Days after the Trump administration made good on their promise to raise Section 301 tariffs on Chinese imports, China's State Council Customs Tariff Commission announced new tariffs on $60 billion worth of U.S. goods. China's latest tariffs on 5,140 products will take effect on June 1, adding up to 25% to the cost of U.S. goods that are covered by the new policy.

China’s latest counter-strike was expected after the U.S. raised Section 301 tariffs on May 10. Speaking about the likelihood that China would retaliate with their own set of tariffs, President Trump's top economic adviser Larry Kudlow said, "I reckon they will. We'll see what they come up with."

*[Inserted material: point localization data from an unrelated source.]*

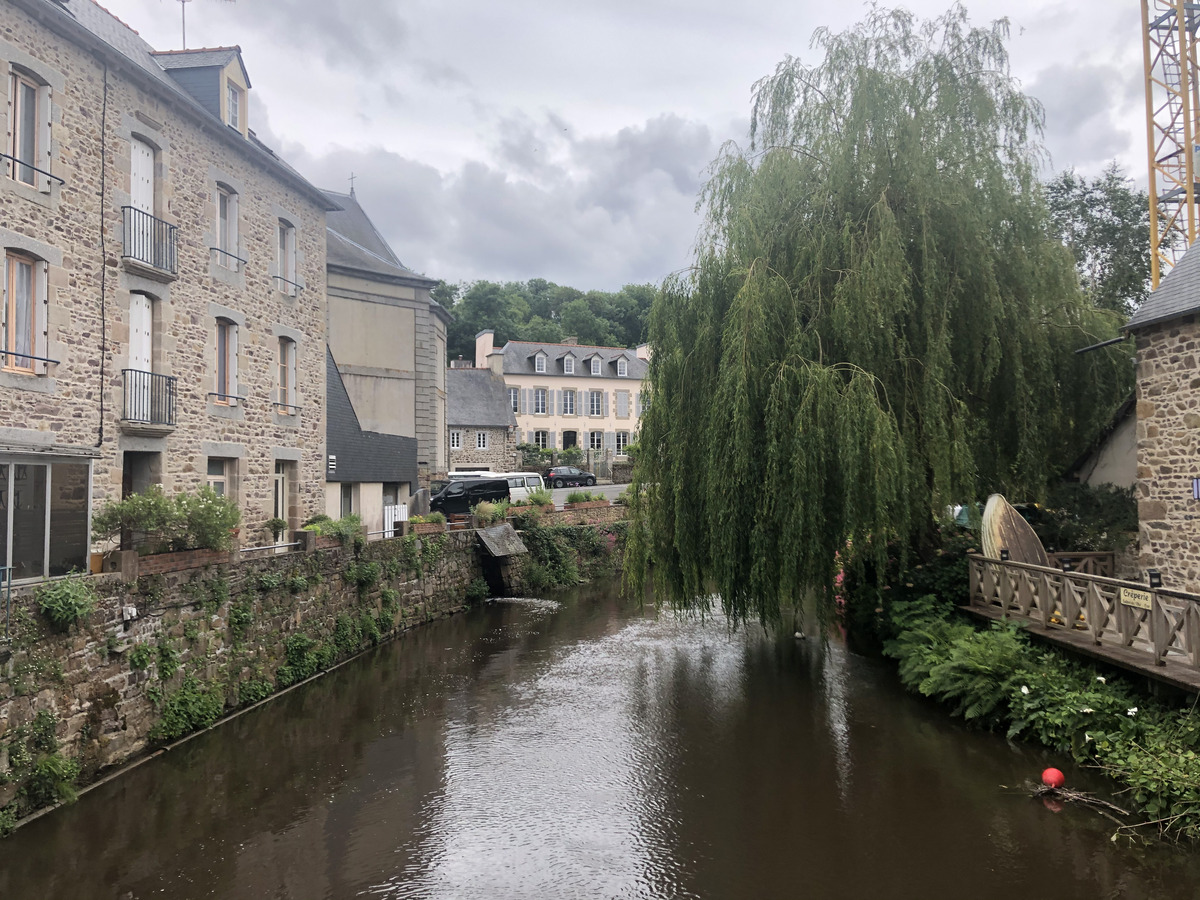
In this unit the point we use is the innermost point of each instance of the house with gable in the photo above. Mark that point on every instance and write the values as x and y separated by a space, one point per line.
565 395
163 306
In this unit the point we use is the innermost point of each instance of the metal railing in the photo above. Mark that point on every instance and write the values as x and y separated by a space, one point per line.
149 240
149 397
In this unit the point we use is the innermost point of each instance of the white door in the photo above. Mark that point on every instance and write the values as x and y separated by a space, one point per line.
141 348
142 199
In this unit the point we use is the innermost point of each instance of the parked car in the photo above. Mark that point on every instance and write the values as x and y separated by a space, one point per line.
459 497
569 477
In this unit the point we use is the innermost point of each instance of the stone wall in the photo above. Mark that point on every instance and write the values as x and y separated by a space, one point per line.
76 407
229 628
1169 451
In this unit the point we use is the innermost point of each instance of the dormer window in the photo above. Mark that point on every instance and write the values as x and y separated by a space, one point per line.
233 106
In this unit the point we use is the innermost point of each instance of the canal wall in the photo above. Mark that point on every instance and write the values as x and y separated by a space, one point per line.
168 653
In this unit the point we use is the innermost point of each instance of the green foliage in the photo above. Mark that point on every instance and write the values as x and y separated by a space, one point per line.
477 592
1105 225
66 601
346 529
141 657
876 324
161 523
241 615
193 707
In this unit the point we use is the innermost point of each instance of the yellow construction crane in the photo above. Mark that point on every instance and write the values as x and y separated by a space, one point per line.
1173 106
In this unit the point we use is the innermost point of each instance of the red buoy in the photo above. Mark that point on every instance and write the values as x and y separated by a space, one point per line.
1053 778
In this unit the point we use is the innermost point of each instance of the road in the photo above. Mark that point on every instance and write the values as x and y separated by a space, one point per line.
610 491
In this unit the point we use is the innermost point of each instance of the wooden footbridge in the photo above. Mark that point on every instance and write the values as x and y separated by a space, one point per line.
1151 631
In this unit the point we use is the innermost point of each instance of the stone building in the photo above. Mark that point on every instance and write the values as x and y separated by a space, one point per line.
165 287
565 395
1167 329
388 337
481 425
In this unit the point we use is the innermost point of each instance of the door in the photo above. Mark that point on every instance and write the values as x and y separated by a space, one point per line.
141 359
142 199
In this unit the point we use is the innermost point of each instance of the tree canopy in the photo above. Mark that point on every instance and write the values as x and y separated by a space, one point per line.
1105 225
539 310
879 322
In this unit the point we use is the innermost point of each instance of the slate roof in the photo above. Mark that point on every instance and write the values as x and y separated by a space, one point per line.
354 243
71 16
361 455
477 397
519 359
1177 294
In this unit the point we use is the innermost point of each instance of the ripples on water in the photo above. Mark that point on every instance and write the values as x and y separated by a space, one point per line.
577 748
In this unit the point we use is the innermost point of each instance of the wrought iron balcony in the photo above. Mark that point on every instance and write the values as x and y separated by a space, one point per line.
149 397
149 240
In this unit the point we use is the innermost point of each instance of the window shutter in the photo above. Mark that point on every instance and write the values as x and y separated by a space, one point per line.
292 376
42 313
43 139
232 363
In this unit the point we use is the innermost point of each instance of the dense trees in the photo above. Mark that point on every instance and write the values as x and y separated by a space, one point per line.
879 321
539 310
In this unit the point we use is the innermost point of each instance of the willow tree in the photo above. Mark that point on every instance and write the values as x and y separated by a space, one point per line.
877 322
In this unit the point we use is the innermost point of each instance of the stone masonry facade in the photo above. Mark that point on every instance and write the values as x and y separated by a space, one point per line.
99 103
1169 451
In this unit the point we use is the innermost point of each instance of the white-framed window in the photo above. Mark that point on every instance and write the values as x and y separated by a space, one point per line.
233 105
23 311
286 257
227 227
29 131
219 475
287 375
226 389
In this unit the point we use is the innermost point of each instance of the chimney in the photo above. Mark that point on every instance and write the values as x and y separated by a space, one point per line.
484 347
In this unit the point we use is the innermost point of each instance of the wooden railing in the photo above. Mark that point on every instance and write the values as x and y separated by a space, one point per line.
1162 624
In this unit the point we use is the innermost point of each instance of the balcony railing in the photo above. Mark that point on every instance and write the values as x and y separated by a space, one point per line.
149 397
149 240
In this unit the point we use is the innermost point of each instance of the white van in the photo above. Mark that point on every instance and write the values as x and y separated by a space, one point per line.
521 484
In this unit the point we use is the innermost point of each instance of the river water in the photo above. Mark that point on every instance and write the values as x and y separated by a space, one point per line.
585 748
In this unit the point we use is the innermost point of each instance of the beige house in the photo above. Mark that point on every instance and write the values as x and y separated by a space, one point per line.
565 395
387 389
163 305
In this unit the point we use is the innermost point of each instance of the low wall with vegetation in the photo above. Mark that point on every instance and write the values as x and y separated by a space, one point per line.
97 670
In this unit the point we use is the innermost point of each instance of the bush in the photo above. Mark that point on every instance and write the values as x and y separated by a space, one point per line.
65 601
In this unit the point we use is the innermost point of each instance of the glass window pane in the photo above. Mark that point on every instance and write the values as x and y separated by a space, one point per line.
69 519
29 521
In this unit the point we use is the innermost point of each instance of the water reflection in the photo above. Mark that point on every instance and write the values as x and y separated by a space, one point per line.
587 749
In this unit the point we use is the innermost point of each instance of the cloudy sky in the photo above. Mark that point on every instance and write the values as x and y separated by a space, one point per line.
519 139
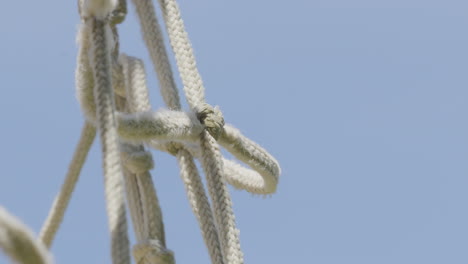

President Donald Trump has threatened to escalate tariffs on Chinese goods from 10 percent to 25 percent in a series of tweets Sunday, May 5 and Monday, May 6. In response, the value of the yuan and crude oil fell, and the Dow Jones Industrial Average plunged 450 points triggered by a global selloff.

“Risks of a full-blown trade war are escalating,” said Chua Hak Bin, a senior economist at Maybank Kim Eng Research in Singapore. “Trump’s threat may backfire as China will not want to negotiate with a gun pointing at their heads.”

China’s Ministry of Finance stated on December 14 that China plans to suspend the additional 25% tariff on cars that are manufactured in the United States for three months, starting on January 1, 2019. This planned tariff halt follows China’s purchase of U.S. soybeans, and is another installment of the trade ceasefire that was announced by China’s President Xi last week in an effort to de-escalate the trade war with the U.S.

In a statement on its website, the Ministry of Finance also expressed its hopes that China and the U.S. can speed up negotiations to remove all additional tariffs on each other's goods. The announcement was met with cautious optimism by both national leaders and investors alike.